A SSNAC analysis (final frame, Figure A.1) would integrate knowledge about patterns of interaction between individuals, within spatial units, and across spatial units to gain a granular understanding of risk. We could assume that the risk of acquiring a cold is a function of i.) interactions with one’s own household members; ii.) interactions with members of neighboring households; and iii.) interactions in personal relationships within and across households.
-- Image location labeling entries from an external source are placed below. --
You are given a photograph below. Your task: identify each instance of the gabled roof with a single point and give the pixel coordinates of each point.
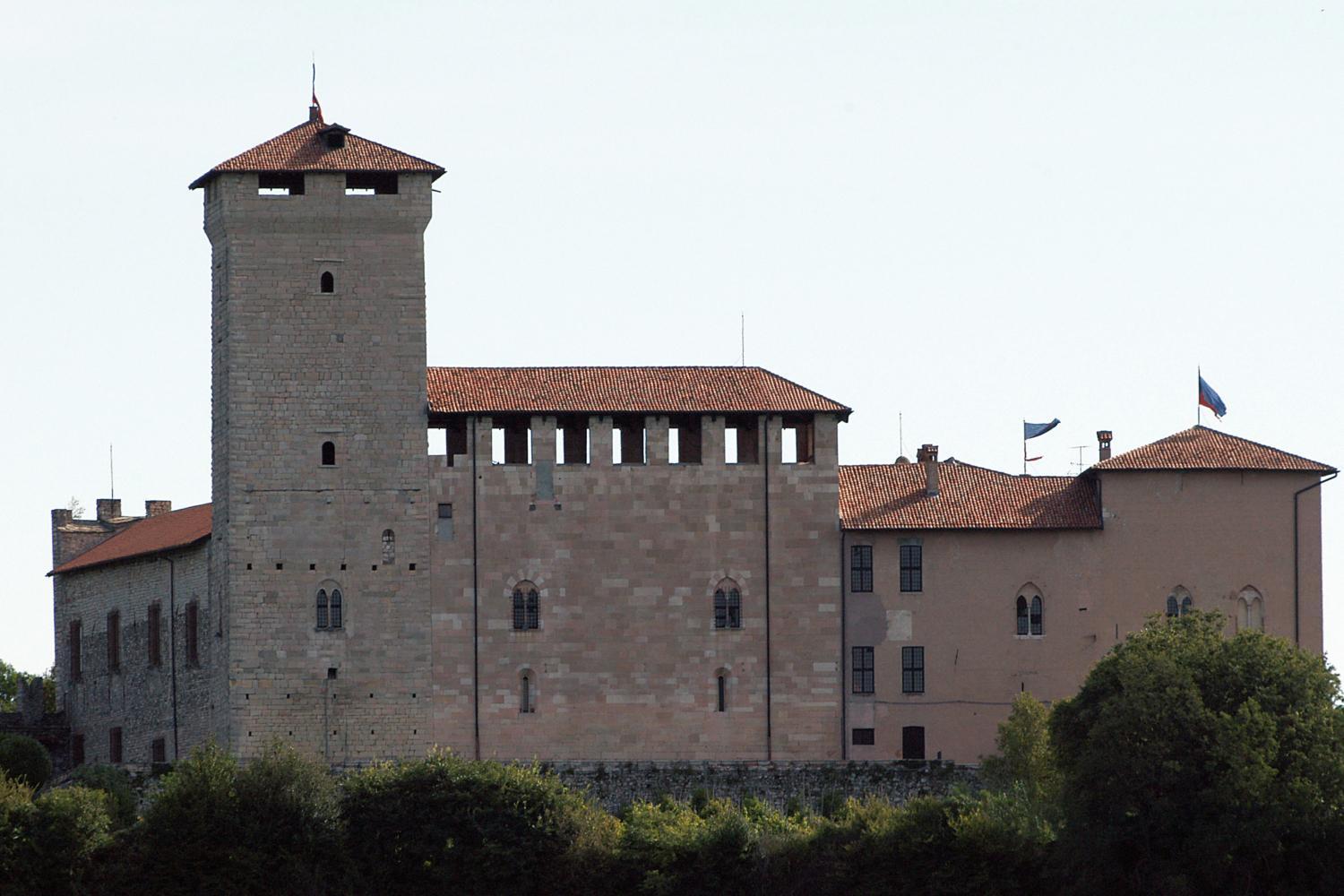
(1203, 449)
(155, 533)
(892, 495)
(303, 150)
(620, 390)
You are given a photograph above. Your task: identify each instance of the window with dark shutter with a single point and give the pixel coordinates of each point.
(860, 669)
(153, 626)
(860, 567)
(911, 567)
(911, 742)
(911, 669)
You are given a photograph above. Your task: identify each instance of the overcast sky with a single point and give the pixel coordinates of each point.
(962, 214)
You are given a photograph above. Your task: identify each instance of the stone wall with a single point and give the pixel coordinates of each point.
(617, 783)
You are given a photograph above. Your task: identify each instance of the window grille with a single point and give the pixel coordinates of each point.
(911, 567)
(860, 567)
(860, 669)
(911, 669)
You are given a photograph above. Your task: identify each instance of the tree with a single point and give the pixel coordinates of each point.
(1196, 763)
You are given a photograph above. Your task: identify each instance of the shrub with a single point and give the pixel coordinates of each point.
(24, 759)
(116, 783)
(448, 825)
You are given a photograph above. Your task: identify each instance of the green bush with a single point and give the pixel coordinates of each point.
(24, 759)
(448, 825)
(116, 783)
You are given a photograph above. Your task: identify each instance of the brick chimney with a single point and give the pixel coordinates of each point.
(927, 455)
(1104, 445)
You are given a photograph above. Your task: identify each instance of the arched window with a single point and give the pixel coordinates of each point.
(1179, 602)
(527, 606)
(728, 605)
(526, 699)
(1250, 610)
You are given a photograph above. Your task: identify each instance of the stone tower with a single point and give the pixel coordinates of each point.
(319, 432)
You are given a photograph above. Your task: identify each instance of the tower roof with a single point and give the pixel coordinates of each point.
(308, 148)
(1201, 447)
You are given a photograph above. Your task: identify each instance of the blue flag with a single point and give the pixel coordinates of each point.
(1032, 430)
(1210, 400)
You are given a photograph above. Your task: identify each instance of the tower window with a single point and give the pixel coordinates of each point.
(527, 607)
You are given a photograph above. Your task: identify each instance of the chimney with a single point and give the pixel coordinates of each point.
(927, 455)
(1104, 445)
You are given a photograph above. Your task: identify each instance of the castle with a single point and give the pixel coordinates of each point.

Social and spatial analysis with causal interpretation (SSNAC)
The data are a network
The central data structure in a SSNAC is the data graph. Figure A.2 depicts the final frame of Figure A.1, showing households as nodes in a network, connecting neighboring households with a network edge, and connecting individuals with the households they belong to. In a data graph, study data are stored as node or edge attributes. Person nodes might have attributes like age and race whereas place nodes could have attributes like density or surface area. An edge linking a person to a place might have an attribute conveying how the person relates to the place (e.g. home or work) and an edge linking a person to a person might have attributes related to the type of relationship (e.g. friend, sex partner, etc.).
Code
The network is a causal structure
The data graph is a starting point for constructing a causal model, but it is not sufficient. Depending on the causal question, some edges in this graph are relevant and some are not. For example, if we were interested in a rumor network, we might decide to depict only people and not places in the causal graph. We might also choose to ignore the neighbor relation and focus only on friend and co-resident relations if it is the case that rumors are transmitted within households and across friendships but not to neighbors.
If we were interested in COVID during a stay-at-home order, by contrast, we might keep the neighbor and resident edges and drop the friend edges. In any event, it is necessary to make changes to the data graph so that the definitions for nodes and edges are compatible with the causal theory guiding the analysis.
New causal structures open new causal enquiries
The SSNAC framework opens up the potential to investigate causal queries that more closely resemble the program decisions that public health leaders must make when faced with health challenges. There are four basic types of causal query focusing on node-level attributes:
Person-to-place intervention: Evaluating the causal impact of a person-level intervention on place-level outcomes for some defined set of people and some defined set of places. e.g. What is the impact of vaccinating college-aged adults on mpox incidence in Washington Square Park, a popular hangout spot for college students?
Person-to-person intervention: Evaluating the impact of a person-level intervention on person-level outcomes for some defined sets of people. e.g. How does vaccinating all cisgender white men in New York City affect mpox incidence among cisgender Black and Latinx men in New York City?
Place-to-place intervention: Evaluating the impact of a place-level intervention on place-level outcomes for some defined sets of places. e.g How does vaccination in Manhattan affect mpox incidence in Brooklyn?
Place-to-person intervention: Evaluating the impact of a place-level intervention on person-level outcomes for some defined set of people and some defined set of places. e.g. How does vaccination in Harlem affect mpox incidence among cisgender Black men in New York City?
In addition, there is endless potential for constructing causal queries about characteristics that cannot be represented as node attributes but rather as emergent properties of the network. We investigate such a query in Appendix B.